LOUISVILLE, Ky. — The University of Louisville’s Kent School of Social Work has a major role in a five-year, federally funded research grant to strengthen the country’s child welfare agency workforce – and ultimately to improve the lives of the children it serves.
The UofL portion is $2.1 million for the evaluation part of the grant, which is expected to total $15 million for the consortium of five universities and three national child welfare consultants. The group has launched the Quality Improvement Center for Workforce Development through the grant from the U.S. Department of Health and Human Services Administration’s Children’s Bureau.
Battling a high turnover rate, child welfare agencies report difficulty in retaining qualified employees in jobs that can be high-stress, low-paying and complex. Workers tasked with protecting vulnerable children and with strengthening families face emotionally draining situations and challenges that can lead to secondary trauma and burnout.
Eight agencies chosen as study sites represent a mix of urban and rural communities and a variety of types of organizations, including centralized state systems, county-administered systems, a large urban county and a Native American tribe.

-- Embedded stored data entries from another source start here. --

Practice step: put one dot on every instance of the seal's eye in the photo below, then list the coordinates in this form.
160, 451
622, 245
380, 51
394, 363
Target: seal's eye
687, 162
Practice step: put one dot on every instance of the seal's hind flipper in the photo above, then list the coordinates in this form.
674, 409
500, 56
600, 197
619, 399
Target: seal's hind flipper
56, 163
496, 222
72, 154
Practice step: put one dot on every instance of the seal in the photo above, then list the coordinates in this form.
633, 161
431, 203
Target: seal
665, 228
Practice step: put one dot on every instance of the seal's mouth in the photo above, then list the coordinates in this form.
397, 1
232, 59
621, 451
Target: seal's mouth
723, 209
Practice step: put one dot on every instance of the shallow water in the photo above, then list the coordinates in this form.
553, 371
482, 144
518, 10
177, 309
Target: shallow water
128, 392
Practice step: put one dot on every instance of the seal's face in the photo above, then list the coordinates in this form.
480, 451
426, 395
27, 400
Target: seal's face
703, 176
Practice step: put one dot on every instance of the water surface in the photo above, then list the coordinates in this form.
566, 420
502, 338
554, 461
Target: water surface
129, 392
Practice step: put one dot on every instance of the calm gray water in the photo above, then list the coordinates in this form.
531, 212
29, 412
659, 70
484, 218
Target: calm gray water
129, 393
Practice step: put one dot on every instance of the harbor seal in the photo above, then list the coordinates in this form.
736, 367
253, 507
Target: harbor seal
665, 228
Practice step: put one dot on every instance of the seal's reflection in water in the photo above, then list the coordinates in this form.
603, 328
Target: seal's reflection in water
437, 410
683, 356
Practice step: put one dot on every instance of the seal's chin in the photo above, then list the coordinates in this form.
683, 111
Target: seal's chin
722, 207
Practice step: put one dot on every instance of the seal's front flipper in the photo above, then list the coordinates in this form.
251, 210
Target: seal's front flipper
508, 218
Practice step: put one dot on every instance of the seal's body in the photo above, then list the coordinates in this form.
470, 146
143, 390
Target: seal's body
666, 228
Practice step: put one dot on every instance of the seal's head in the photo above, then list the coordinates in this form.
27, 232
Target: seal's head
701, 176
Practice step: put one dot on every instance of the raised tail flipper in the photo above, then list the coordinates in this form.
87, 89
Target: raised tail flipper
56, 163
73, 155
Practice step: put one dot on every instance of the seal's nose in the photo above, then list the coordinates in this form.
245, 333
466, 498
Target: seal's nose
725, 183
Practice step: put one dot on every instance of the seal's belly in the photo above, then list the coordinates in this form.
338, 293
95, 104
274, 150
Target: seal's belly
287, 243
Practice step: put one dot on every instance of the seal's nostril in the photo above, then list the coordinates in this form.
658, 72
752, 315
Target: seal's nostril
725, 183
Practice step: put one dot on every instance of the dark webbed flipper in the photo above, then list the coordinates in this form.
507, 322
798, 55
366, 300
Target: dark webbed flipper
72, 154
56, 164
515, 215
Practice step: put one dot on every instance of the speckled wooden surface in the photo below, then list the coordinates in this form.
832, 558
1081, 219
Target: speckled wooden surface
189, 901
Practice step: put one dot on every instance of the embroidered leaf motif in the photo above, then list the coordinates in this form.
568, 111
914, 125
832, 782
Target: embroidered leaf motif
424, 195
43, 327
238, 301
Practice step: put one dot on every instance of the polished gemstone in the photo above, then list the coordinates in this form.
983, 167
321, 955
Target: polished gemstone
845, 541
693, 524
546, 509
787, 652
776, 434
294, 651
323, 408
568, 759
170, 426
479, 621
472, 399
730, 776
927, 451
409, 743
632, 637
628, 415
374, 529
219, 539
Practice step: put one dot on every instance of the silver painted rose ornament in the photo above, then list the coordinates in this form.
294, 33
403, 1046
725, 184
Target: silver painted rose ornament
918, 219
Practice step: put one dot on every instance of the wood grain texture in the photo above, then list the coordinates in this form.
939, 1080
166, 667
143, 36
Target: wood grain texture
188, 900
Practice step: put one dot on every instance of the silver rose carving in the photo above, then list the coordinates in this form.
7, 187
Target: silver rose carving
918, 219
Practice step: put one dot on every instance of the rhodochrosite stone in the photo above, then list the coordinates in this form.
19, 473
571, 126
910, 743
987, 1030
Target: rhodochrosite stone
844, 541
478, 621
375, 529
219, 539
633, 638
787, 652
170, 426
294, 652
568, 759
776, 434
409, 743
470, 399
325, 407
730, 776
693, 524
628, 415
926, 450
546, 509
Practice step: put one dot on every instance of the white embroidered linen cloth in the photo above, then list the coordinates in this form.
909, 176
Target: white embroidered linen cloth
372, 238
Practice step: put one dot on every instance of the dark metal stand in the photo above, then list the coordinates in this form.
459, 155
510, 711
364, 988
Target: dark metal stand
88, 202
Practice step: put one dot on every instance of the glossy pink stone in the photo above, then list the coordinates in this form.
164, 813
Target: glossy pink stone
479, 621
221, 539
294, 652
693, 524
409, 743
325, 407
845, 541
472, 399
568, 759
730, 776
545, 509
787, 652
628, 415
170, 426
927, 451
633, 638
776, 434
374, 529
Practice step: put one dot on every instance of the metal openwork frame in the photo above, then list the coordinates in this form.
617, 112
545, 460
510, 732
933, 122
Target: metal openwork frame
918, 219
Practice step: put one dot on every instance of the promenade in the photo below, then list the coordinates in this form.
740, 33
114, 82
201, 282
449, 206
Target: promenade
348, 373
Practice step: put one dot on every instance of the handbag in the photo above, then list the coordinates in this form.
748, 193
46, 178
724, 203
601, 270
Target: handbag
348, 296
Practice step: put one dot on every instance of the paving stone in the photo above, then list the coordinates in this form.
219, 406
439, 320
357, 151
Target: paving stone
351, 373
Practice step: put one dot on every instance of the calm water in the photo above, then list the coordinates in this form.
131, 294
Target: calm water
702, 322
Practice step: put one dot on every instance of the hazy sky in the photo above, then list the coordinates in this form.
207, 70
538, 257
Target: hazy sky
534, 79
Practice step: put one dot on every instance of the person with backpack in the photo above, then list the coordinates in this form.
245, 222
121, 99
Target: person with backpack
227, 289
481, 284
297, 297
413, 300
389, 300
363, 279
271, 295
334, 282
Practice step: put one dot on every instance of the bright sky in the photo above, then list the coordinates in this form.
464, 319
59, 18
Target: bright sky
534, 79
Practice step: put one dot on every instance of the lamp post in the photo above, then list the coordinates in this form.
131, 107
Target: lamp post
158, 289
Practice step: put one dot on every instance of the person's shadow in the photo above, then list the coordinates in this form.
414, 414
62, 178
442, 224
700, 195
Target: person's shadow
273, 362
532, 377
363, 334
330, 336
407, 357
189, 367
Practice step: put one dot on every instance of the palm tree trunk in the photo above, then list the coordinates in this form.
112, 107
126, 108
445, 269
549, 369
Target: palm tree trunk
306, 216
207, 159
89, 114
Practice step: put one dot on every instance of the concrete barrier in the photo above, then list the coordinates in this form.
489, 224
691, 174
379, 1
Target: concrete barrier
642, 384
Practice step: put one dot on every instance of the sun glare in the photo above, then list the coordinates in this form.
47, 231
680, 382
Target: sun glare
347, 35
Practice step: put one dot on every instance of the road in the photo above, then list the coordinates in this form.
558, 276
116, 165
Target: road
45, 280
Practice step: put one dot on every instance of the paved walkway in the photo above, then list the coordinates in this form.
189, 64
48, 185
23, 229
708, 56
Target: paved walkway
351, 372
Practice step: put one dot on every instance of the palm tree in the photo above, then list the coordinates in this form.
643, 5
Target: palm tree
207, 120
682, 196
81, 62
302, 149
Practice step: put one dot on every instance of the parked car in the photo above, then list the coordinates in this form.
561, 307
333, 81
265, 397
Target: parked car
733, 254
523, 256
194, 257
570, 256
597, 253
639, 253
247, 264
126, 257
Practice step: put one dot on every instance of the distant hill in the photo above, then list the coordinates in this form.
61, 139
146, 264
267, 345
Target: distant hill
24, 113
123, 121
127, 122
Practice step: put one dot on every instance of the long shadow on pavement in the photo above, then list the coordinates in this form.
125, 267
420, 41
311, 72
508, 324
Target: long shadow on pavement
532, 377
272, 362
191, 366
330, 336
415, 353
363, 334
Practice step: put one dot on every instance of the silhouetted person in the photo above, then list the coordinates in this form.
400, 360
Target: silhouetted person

“The center will work in partnership with the eight jurisdictions to execute rigorous evaluations on a variety of workforce interventions so that the field will have more evidence-based options for improving difficult workforce challenges,” said Anita Barbee, UofL distinguished university scholar in social work, who will be the project’s lead evaluator. “The lessons we learn through this project will be applicable to our own state down the line.”
Other partners in the center, based at University of Nebraska-Lincoln, are University of Colorado-Denver, University of Tennessee-Knoxville, UCLA, C.F. Parry Associates, CLH Strategies and Solutions and Great Eastern Consulting.
Other Kent School researchers working on the grant are faculty members Becky Antle and Martin Hall, research managers Katy Henry and Jenny Taylor and doctoral student Lisa Purdy.